The first two letters of the call directory name encodes the partition to which the call has been assigned ("tr", "dt", "et1" ... "et5"). The last character of the call name indicates the gender/age grouping of the caller, as follows:

	"b" = boy (under 16 years old)
	"g" = girl (under 16 years old)
	"c" = child (under 16 years old, gender not known)
	"m" = male (16 or older)
	"f" = female (16 or older)
	"a" = gender unknown, age is 16+ or unknown
The 4-digit sequence number in the call directory name was arbitrarily assigned during the production process. The sequence begins at "0000" for the training partition and for each of the test partitions.

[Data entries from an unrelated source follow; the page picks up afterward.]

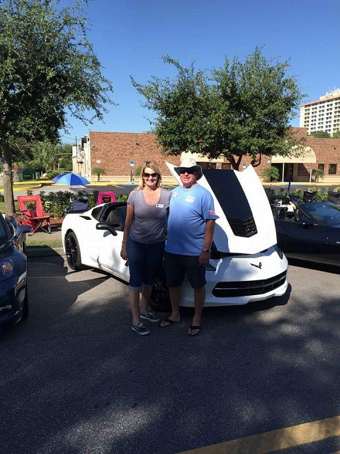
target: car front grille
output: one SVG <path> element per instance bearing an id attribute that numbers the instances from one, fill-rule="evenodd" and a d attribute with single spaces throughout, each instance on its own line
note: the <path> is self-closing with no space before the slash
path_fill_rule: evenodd
<path id="1" fill-rule="evenodd" d="M 285 271 L 269 279 L 256 281 L 218 282 L 212 290 L 212 294 L 217 298 L 261 295 L 281 286 L 284 284 L 286 272 Z"/>
<path id="2" fill-rule="evenodd" d="M 235 219 L 229 217 L 227 219 L 234 235 L 237 236 L 249 238 L 257 233 L 256 226 L 252 216 L 246 219 Z"/>

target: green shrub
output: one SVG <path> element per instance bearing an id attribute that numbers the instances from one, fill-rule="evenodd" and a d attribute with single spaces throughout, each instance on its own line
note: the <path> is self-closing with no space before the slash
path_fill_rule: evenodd
<path id="1" fill-rule="evenodd" d="M 280 176 L 280 172 L 278 167 L 271 166 L 270 167 L 265 167 L 262 169 L 261 176 L 265 182 L 271 182 L 272 180 L 278 180 Z"/>
<path id="2" fill-rule="evenodd" d="M 99 182 L 101 180 L 101 175 L 105 175 L 105 170 L 101 167 L 94 167 L 94 169 L 92 169 L 91 174 L 93 175 L 97 175 L 97 179 Z"/>

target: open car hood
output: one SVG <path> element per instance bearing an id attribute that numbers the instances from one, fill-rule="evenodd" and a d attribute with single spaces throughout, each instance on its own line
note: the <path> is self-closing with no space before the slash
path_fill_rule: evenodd
<path id="1" fill-rule="evenodd" d="M 175 166 L 166 162 L 181 184 Z M 262 184 L 251 165 L 243 172 L 203 169 L 198 184 L 212 195 L 216 220 L 214 243 L 223 253 L 256 254 L 276 244 L 274 218 Z"/>

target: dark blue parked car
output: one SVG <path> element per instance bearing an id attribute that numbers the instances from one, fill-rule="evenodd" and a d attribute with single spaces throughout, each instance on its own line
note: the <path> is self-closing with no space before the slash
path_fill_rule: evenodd
<path id="1" fill-rule="evenodd" d="M 29 226 L 19 226 L 12 216 L 0 214 L 0 326 L 28 316 L 26 234 Z"/>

The individual waveform file names encode the response type of the utterance and the sequence number of the prompt that elicited the utterance. The file-name strings and the associated response types are shown in the following table:

   Prompt #   Filename	Response type
	  1  "yn01",      yes/no
	  2  "yn02",      yes/no
	  3  "yn03",      yes/no
	  4  "yn04",      yes/no
	  5  "natnum05",  natural_number
	  6  "date06",    date
	  7  "time07",    time
	  8  "date08",    date
	  9  "place09",   place
	 10  "digits10",  digits
	 11  "appwrd11",  application_word
	 12  "ATIS12",    ATIS
	 13  "digits13",  digits
	 14  "place14",   place
	 15  "spword15",  spelled_word
	 16  "natnum16",  natural_number
	 17  "nmatad17",  name_at_address
	 18  "natnum18",  natural_number
	 19  "TIMIT19",   TIMIT
	 20  "time20",    time
	 21  "appwrd21",  application_word
	 22  "WSJ22",     WSJ
	 23  "dlramt23",  dollar_amount
	 24  "nmatag24",  name_at_agency
	 25  "dlramt25",  dollar_amount
	 26  "date26",    date
	 27  "TIMIT27",   TIMIT
	 28  "appwrd28",  application_word
	 29  "dlramt29",  dollar_amount
	 30  "appwrd30",  application_word
	 31  "digits31",  digits
	 32  "TIMIT32",   TIMIT
	 33  "nmatad33",  name_at_address
	 34  "place34",   place
	 35  "fract35",   fraction
	 36  "dlramt36",  dollar_amount
	 37  "appwrd37",  application_word
	 38  "spword38",  spelled_word
	 39  "nmatad39",  name_at_address
	 40  "ATIS40",    ATIS
	 41  "natnum41",  natural_number
	 42  "WSJ42",     WSJ
	 43  "appwrd43",  application_word
	 44  "yn44"       yes/no
In accordance with this list, a given call directory will contain, for example, at most five files whose names begin with "yn".

ADDITIONAL MATERIALS

In addition to the waveform data, each Macrophone disc contains a complete set of documentation (in the "docs" directory), a copy of the NIST SPHERE software package for use in uncompressing and accessing the waveform data (in the "sphere" directory), and a set of data base tables that provides systematic information about the calls, the callers, and the utterances (in the "tables" directory). There is a "readme" file in each of these directories, which users should consult for additional information.

For convenience, the contents of these three supplemental directories are replicated on each disc in the Macrophone corpus.